5. AWS Glue jobs will be used to consolidate and write larger files to the long term (cold) storage bucket.
6. The data in the cold storage bucket will be accessed by internal SOC analysts for threat detection and mitigation.
7. The data in cold storage buckets will also be accessed by end customers via dashboards in Amazon QuickSight.
8. This architecture also provides additional options to modernize streaming analytics using Amazon Kinesis Data Analytics or AWS Glue streaming jobs as appropriate.
While this architecture proposes a fully managed, end-to-end solution, the sheer volume of log messages may drive up the total cost of the solution. This is especially true for Kinesis Data Streams and Kinesis Data Firehose costs.
Approach 2: Containerized application on AWS Fargate for ingestion and Amazon Kinesis for format conversion
An alternative approach shown in Figure 2 replaces the gateway Kinesis Data Streams and transformations, with a containerized application on Fargate. Conversion to Parquet format and writing to the S3 bucket is still handled by Kinesis Data Firehose.
1. LCP will upload log files to a raw storage bucket in Amazon S3.
2. A Lambda function will process Event Notifications from the raw data storage bucket. It can insert Amazon S3 object pointers to a Kinesis Data Stream partitioned by Customer ID and Device ID.
3. The producer application will retrieve the Event Notifications from the Data Stream and retrieve corresponding log files from S3. It will perform initial aggregations and transformations, and output to Kinesis Data Firehose. The application can run in a Docker container that is orchestrated by Amazon ECS on Fargate. A target tracking scaling policy can manage the number of parallel running data ingestion containers, to manage scalability of the ingestion process. ECS cluster capacity can be scaled up or down based on Amazon CloudWatch alarms.
4. Kinesis Data Firehose converts to Parquet format, zips the data, and persists to a short-term storage bucket in S3. This is backed by Glue Data Catalog.
Steps 5, 6 and 7 perform consolidation and availability of the processed data to downstream consumers, as in the previous approach.

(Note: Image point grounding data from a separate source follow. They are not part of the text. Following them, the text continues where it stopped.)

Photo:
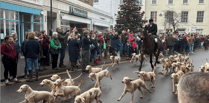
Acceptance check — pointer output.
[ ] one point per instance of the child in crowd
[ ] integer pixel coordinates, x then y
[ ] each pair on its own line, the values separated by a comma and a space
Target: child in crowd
134, 46
119, 46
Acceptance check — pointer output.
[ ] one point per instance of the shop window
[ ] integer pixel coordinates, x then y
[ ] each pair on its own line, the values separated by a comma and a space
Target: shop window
37, 27
27, 18
37, 18
12, 15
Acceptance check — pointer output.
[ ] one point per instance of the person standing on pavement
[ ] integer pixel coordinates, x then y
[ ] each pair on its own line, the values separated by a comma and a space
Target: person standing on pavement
55, 47
170, 43
63, 40
16, 45
22, 50
85, 49
9, 59
32, 49
45, 50
191, 43
124, 41
114, 38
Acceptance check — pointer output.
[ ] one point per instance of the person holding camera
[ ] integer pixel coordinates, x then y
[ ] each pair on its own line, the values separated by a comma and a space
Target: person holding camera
63, 40
56, 46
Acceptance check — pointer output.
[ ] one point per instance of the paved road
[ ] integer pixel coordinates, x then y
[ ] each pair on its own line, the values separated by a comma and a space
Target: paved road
112, 89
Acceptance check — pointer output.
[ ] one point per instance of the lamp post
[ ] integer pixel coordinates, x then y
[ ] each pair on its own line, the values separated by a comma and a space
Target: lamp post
51, 16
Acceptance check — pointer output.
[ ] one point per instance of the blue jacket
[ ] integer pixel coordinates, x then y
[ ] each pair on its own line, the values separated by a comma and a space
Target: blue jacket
114, 39
119, 45
85, 43
32, 49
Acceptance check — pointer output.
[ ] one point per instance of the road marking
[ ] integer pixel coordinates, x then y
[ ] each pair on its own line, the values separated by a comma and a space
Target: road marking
48, 75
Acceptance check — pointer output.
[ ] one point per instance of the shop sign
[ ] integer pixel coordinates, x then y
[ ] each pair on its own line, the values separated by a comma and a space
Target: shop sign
37, 2
78, 12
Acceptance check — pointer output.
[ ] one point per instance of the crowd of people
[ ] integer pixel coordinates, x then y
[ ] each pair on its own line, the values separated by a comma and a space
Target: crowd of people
39, 50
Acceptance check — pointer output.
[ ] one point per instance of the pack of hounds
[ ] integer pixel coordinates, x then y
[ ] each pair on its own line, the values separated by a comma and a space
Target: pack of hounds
66, 88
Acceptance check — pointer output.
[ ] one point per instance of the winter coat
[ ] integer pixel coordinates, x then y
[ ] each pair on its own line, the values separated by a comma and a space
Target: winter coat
54, 45
86, 43
119, 45
191, 40
170, 41
114, 39
8, 51
134, 45
32, 49
63, 38
123, 39
73, 49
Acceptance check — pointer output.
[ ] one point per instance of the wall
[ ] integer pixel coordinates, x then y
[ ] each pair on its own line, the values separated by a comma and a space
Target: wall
192, 8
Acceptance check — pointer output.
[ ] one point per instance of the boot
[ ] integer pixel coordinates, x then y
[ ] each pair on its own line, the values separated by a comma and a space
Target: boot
37, 74
183, 51
30, 76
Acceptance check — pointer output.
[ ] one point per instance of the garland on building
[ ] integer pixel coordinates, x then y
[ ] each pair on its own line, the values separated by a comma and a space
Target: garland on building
129, 16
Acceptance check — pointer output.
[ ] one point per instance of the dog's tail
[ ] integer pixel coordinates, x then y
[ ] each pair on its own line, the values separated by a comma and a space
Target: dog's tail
80, 84
108, 67
68, 74
77, 77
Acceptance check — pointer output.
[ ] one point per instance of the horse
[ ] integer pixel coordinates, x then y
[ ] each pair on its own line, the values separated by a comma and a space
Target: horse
148, 47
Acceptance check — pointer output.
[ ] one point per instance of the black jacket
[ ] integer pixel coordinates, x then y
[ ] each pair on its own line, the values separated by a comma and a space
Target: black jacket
32, 49
152, 29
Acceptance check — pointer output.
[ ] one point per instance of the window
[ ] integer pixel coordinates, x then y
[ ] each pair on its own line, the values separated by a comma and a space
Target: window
154, 2
184, 16
170, 2
96, 1
200, 16
199, 31
153, 16
201, 1
185, 1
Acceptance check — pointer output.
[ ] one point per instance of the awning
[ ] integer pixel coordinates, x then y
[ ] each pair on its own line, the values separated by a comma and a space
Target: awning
76, 19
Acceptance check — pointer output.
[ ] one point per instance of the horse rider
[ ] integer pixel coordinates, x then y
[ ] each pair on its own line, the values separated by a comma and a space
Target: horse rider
152, 30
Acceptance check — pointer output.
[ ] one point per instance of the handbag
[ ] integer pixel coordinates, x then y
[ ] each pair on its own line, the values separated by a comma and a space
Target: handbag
51, 51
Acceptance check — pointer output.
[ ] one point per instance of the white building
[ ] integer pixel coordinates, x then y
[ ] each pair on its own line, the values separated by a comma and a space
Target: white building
103, 14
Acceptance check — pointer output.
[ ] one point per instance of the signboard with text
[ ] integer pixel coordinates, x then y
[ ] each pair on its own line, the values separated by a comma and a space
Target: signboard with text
37, 2
78, 12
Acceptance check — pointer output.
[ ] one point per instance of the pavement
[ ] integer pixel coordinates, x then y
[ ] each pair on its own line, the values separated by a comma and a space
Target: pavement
21, 66
112, 89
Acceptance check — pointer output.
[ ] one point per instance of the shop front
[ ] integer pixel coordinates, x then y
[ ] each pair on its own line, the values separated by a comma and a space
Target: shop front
19, 19
76, 18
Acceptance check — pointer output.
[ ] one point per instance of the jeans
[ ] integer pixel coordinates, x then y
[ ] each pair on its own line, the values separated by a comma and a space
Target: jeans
191, 47
85, 59
62, 55
171, 49
26, 67
31, 63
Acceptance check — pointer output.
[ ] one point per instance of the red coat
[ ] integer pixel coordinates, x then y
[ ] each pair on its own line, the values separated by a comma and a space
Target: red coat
134, 45
45, 41
8, 51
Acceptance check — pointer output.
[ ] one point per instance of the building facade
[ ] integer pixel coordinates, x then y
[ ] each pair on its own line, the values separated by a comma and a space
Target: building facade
103, 14
22, 16
190, 15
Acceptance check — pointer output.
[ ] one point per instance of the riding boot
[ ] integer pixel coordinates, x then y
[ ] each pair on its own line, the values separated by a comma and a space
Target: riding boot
37, 74
30, 76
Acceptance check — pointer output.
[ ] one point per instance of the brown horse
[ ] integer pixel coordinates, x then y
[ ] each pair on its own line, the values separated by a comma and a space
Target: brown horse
148, 47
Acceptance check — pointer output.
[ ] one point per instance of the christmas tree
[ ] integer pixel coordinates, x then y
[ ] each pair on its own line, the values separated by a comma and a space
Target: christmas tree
129, 16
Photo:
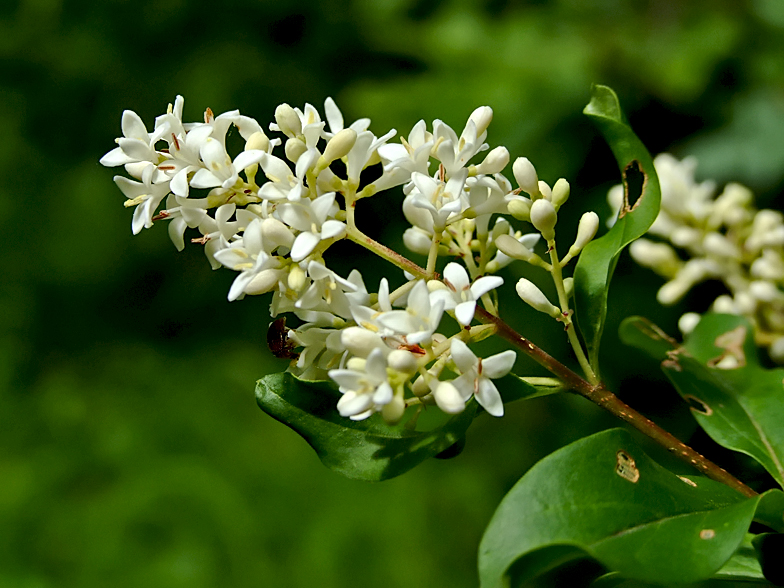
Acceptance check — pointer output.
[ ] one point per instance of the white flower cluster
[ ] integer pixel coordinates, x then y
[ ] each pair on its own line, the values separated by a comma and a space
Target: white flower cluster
710, 237
271, 218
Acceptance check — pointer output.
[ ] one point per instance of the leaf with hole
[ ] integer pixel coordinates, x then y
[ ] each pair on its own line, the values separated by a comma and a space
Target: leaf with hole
739, 403
604, 498
366, 450
642, 197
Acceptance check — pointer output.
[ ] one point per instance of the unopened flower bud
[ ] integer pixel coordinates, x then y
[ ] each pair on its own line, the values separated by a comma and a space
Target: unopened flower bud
448, 398
340, 145
688, 321
776, 350
482, 117
525, 175
719, 245
294, 149
297, 278
494, 162
288, 120
263, 282
360, 342
393, 410
257, 140
544, 217
417, 241
276, 233
520, 208
545, 190
569, 286
586, 230
560, 193
510, 246
535, 298
402, 361
420, 387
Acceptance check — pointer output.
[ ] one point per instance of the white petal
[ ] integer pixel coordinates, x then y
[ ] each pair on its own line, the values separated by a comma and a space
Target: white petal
484, 284
457, 276
303, 246
498, 365
464, 358
464, 312
488, 397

This option uses the built-in capabilities of Kinesis Data Firehose to transform to Parquet format and deliver to S3. Note that higher costs associated with the service may still be cost prohibitive for larger data volumes.
Approach 3: Containerized application on AWS Fargate for ingestion and format conversion
Figure 3 uses a containerized application running on Fargate for both gateway transformations. This app also provides conversion to Parquet format before writing the files to a short term (hot) storage bucket. All the other steps are the same as in option 2.
This option offers the least expensive way to transform, aggregate, and enrich the incoming log records, as well as convert them to Parquet format. But it comes with additional overhead for custom development of format conversion, checkpointing, error handling, and application management. Evaluate based on your business needs and workflow.
In this post, we discussed multiple approaches to design a platform on AWS to ingest and process high-volume security log records. We compared the pros and cons for each option. Amazon Kinesis is a fully managed and scalable service that helps easily collect, process, and analyze video and data streams in real time. A solution primarily based on Kinesis may become cost prohibitive due to large data volumes. Consider alternate approaches that use containerized applications on AWS Fargate. The trade-off would be the ability for custom development versus application management overhead.
To improve your security log analysis solution, explore one of the approaches we illustrate and customize as appropriate to fit your unique needs.